Claro que o processo de anomia pode intensificar-se a ponto de romper o tecido social, diluindo os vínculos mais elementares de sociabilidade, como sugere a epígrafe do texto, ao referir-se a São Paulo como uma Torre de Babel. Na história bíblica, sabe-se que esta é atorre do desentendimento, a ausência total de comunicação devido à quantidade infinita de línguas faladas por seus habitantes. Cada indivíduo, um país!

A grande questão, conforme nos ensinou Debord, é que os despojos ideológicos não permitem mais identificar a fronteira entre o mundo real e as ficções dos realities shows, das telenovelas, ou, por que não, para não perder a oportunidade, as ficções da própria academia. Podemos ainda mobilizar outros aspectos e conhecimentos da atualidade, como, por exemplo, o urbanismo.

Os grandes centros urbanos dão mostras diárias do nível de vida das “massas”, desde as menores relações interpessoais, passando pelo acúmulo catártico de automóveis, até a especulação imobiliária cega, em que a construção de imensas favelas determina-se pelos caprichos e flutuações do mercado. Tamanha catástrofe não poderia prolongar-se sem o controle exercido pela propaganda e pelos grandes meios de comunicação. A imagem de macro-favelas exibidas diariamente nos telejornais não se diferencia em nada dos casos amorosos da protagonista da novela das oito. É preciso prevenir novamente: os agentes que atuam na perpetuação cega deste modo de produção não são fantasmas, existem, e foram parcialmente identificados.  

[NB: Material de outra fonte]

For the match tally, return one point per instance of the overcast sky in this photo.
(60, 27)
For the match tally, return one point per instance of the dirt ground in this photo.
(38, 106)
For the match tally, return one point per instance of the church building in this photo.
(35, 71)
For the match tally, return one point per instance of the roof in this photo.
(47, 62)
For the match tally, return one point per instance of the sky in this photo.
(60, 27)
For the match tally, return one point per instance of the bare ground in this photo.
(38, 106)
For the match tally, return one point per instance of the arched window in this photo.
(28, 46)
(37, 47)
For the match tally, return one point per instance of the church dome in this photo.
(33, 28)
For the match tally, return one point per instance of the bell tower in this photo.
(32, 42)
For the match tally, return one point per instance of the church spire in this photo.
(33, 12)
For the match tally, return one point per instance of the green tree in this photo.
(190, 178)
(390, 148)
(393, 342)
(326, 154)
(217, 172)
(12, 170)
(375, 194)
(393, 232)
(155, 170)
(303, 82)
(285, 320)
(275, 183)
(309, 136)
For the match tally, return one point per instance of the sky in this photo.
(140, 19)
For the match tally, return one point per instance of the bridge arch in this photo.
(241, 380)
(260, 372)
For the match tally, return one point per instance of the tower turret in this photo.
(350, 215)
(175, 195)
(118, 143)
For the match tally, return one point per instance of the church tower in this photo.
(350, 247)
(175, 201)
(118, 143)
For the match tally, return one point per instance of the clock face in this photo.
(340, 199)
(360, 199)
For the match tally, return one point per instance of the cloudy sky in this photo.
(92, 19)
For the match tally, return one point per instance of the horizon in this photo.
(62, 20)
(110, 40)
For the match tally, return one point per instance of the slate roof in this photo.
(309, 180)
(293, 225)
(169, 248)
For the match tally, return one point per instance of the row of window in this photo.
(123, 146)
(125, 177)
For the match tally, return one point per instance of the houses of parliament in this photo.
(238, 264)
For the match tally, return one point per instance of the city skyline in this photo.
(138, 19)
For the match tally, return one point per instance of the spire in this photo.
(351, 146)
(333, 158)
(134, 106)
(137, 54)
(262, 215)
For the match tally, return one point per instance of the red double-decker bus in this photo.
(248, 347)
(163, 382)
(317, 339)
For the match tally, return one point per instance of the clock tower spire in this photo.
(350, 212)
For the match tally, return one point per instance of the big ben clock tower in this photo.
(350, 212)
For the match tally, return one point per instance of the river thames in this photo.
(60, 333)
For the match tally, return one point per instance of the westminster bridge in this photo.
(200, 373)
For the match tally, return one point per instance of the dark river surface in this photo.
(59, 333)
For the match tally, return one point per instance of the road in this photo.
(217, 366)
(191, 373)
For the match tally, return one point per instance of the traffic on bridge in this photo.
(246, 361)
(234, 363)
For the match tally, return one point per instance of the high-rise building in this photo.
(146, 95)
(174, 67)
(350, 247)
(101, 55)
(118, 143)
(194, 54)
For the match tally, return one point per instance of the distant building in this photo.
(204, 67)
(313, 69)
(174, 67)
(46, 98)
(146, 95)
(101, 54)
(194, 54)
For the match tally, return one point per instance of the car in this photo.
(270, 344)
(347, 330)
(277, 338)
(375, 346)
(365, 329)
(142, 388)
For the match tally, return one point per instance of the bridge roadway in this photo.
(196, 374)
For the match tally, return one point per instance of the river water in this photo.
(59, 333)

De fato, não é muito sensato supor que a situação atual por si só fará com que as pessoas reajam. Dos textos do alemão Robert Kurz pode-se retirar um consolo paradoxal nesse sentido. Mas, como não há consolo onde existem “paradoxos” (isto é: contradições que desencadeiam processos de crise), e como, por outro lado, consolo é sinônimo de enfraquecimento de consciência nos tempos que correm – e isto nós não queremos -, cabe lembrar, aqui, o desconsolo de Kurz. Segundo o alemão, o capitalismo dá os seus últimos suspiros; seu fim estaria mais próximo do que se imagina. Ora, como isso é possível no auge de sua auto-promoção? Ou, por outras palavras: se nada aconteceu, como pode findar-se? Justamente... mas, que o leitor tire suas próprias conclusões.


Notas:

1 – Termo sugerido pelo título do livro de Valério Arcary, “As Esquinas Perigosas da História”, em que o autor enfatiza, em linhas gerais, a variação de ritmo dos processos históricos, sob a força propulsora e irreprimível da luta de classes.

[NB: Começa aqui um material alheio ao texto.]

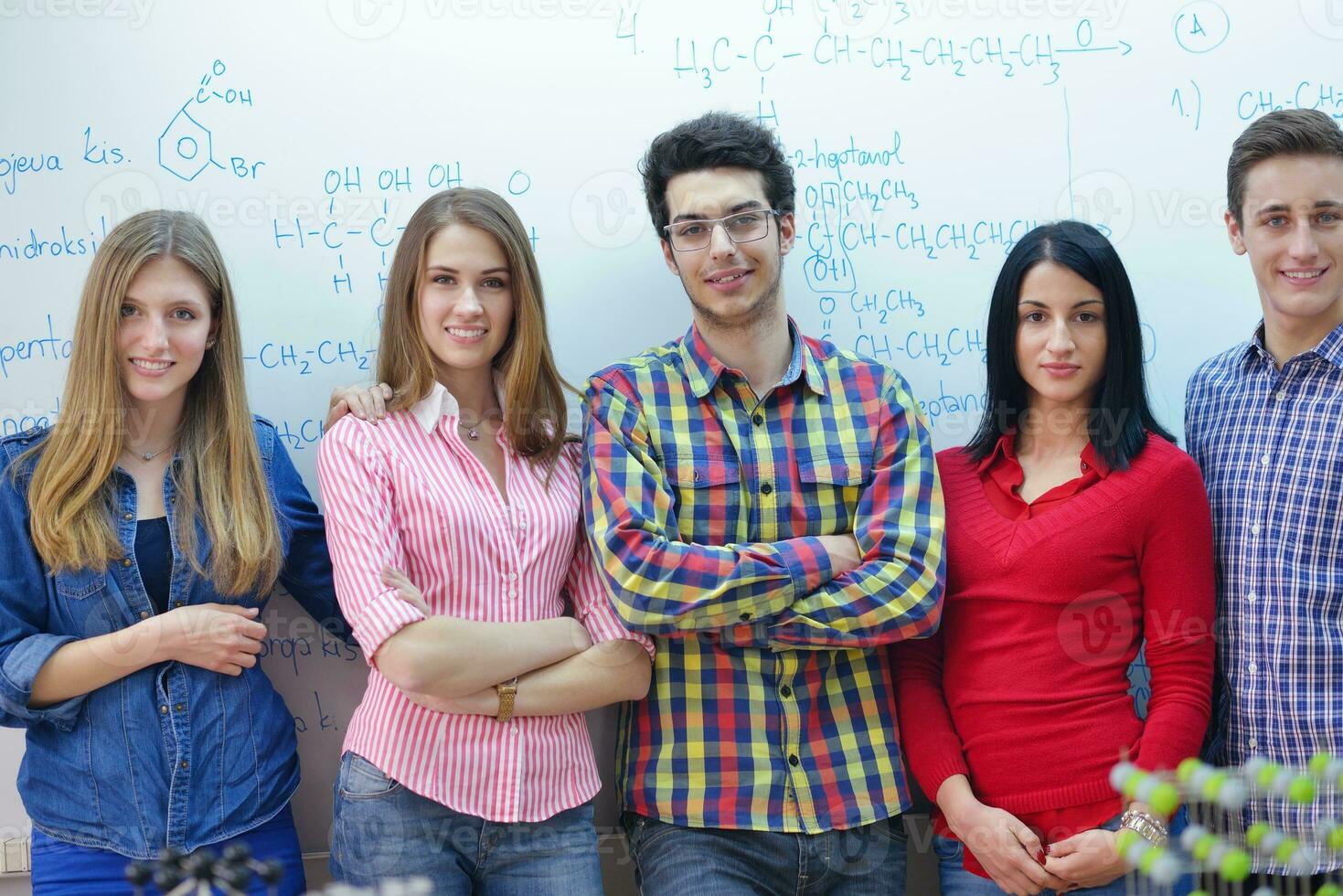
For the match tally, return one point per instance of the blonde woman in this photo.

2 – “No capitalismo não existe classe que, por sua posição produtiva, esteja voltada para a criação da cultura. (...) Da mesma maneira que a independência dos homens das preocupações de sustento imediato e a livre utilização de suas próprias forças como fim em si são as condições sociais preliminares à cultura, assim, tudo o que a cultura produz pode ter valor cultural autêntico só quando tem valor para si. No momento em que assume o caráter de mercadoria e entra no sistema de relações que o transforma em mercadoria, cessa sua autonomia, e a possibilidade da cultura”. (Georg Lukács, “Nova e Velha Cultura”).

3 – “Queremos ser modernos ou eternos?”, Arnaldo Jabor, O Estado de São Paulo, 12 de Julho de 2011.